What did Rinpoche tell me when I asked him hypothetically what I should think if and when my bus went off a cliff, because I did ask him once, because I do live in this part of the world where things like this happen and now it’s happening. He said “remember the guru” so that is what I should do now as the trees swipe my window like car wash mops and the baby leaves the arms of his mother beside me. A packet of biscuits floats past my ear. I wonder what the rescue team will think of the brassiere I wore today. This is not what I should be thinking. I should be remembering the guru, remember? He sits on a tiger skin. Gravity is relentless and insane. Am I supposed to remember the guru as he was to me, a friend and a teacher, on the throne, at a coffee shop? Do I remember him as a man or as a thangkha painting? A shoe moves past. A cell phone. A bottle of mineral water. How big should the guru be? Real sized or above my head. Or maybe inside my heart or maybe I should remember that after all I am the guru. The old lady behind me is now upside down, standing on the ceiling of the bus, her face is a mask, she has amazing bone structure but very bad teeth, red stained nubs, I can see them all. Do I remember him as a deity? Or do I remember the words he spoke to me? Is this a trick? Will this be my last thought? …Or will this? …Or will this? Fear of this nature is known to me only in dreams which reminds me that sometimes in dreams I can wake up when I remember it’s a dream. I know this is not a dream but maybe if I remember something else, it will transform into a dream. Remember the guru. Is it as easy as that?

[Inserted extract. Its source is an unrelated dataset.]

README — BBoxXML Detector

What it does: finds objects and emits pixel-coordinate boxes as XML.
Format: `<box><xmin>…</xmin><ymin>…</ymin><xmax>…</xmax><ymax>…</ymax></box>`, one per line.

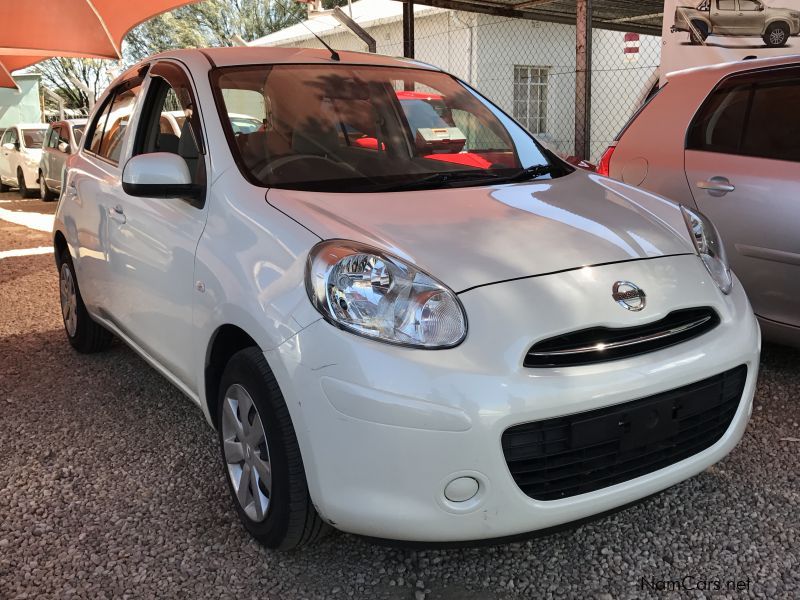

There is blue sky under the tires. The driver’s bowling shirt is caught by the branch of a tree and then he is gone, out the window. There are no birds in the trees. They must have seen us coming and flown away, up, which is now my down as we go down. I wonder if my suitcase is safe. Who will go through all of my stuff? Fear is replaced by sadness. My youngest sister will be so sad, probably the saddest of all my family to get the phone call. What will be the chain of information? Who will find out first? The sadness is replaced by curiosity. The Bhutanese system of scrupulous identity checks does have one benefit. They will know for sure I was on the bus after the check point. They will call the CSO and the CSO will contact the board and the board will contact Rinpoche and he will know how to get to my family through one of my friends, Lynn or Lowell, and either of them would be good people to break the news to my family. To say, less bluntly, she’s dead at the bottom of a jungle in a bus. They’ll call on the phone at whatever ungodly hour GMT minus plus plus minus. Minus me. Minus me. I am no longer. I wish I had practiced more because this is the real thing and I am simply not ready.